Férias coletivas, redução de turnos de trabalho e demissões são expedientes usados para enfrentar a tempestade. Em 2015, segundo o Instituto Brasileiro de Geografia e Estatística (IBGE), o PIB da indústria despencou 6,2%, enquanto a queda da atividade no país foi de 3,8%.
Na indústria, os números negativos perseguem todos, não escolhe lados, afetando praticamente todos os segmentos. Nem grandes nem pequenos empreendimentos escapam. De gigantes dos setores automotivos e da mineração até as pequenas fábricas, todos enfrentam de algum modo o mau humor da economia. Com céu nublado, especialistas apontam que uma recuperação da indústria está ligada ao fim da crise política que vem contaminando a economia e derrubando expectativas.
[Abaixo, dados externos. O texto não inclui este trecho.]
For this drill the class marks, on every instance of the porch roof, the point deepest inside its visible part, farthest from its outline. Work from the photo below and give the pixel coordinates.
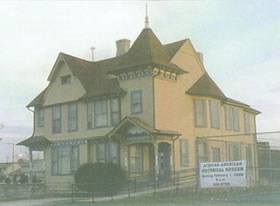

Michel Aburachid, presidente do Sindicato da Indústria de Vestuário de Minas Gerais (Sindvest-MG), explica que 98% das fábricas que atuam no setor da confecção, intensivo no uso da mão de obra, são de pequeno porte e sentiram o freio da atividade econômica. Dos uniformes para empresas até a fabricação de roupas vendidas no mercado interno, a produção despencou 30% em 2015.
O sindicato estima que ao redor de 500 indústrias no segmento foram desativadas no ano passado.“As confecções têm tentado se adequar com novos produtos, como a linha de sportwear (roupas esportivas). Esperamos que uma recuperação seja agora favorecida pelo câmbio. Acredito que já chegamos ao fundo do poço”, avalia Aburachid.
Nos últimos 12 meses até fevereiro, 68 mil postos de trabalho foram cortados pela indústria na Grande Belo Horizonte. No país, 344 mil vagas foram eliminadas no período. Há três meses, Rodrigo de Souza, de 33 anos, perdeu o emprego como encarregado de fábrica em uma indústria de estruturas metálicas que funcionava no Distrito Industrial de Contagem, na região metropolitana da capital. “O volume de serviço caiu muito e a fábrica fechou.”
Rodrigo está em busca de outro trabalho, mas tem lidado com um mercado hostil. Enquanto não encontra trabalho fixo tem feito bicos, varrendo galpões vazios ou como auxiliar em serralherias. “Na indústria eu recebia salário de R$ 3 mil. Meu rendimento caiu muito, perto de 70%”, calcula ele, que tem como meta se recolocar na mesma atividade.
“Fechamos 2015 em queda no faturamento e a projeção para 2016 continua negativa. Nem mesmo os setores exportadores estão bem. O Brasil está experimentando um processo de desindustrialização precoce. Em economias maduras, isso ocorreu em um estágio avançado de crescimento e bem-estar da população”, diz Lincoln Gonçalves Fernandes, presidente do Conselho de Política Econômica e Industrial da Federação das Indústrias de Minas Gerais (Fiemg). Segundo ele, se uma luz no fim do túnel sinalizar para reformas que façam renascer as expectativas na economia brasileira, principalmente os setores ligados às exportações podem ser os primeiros a reagir.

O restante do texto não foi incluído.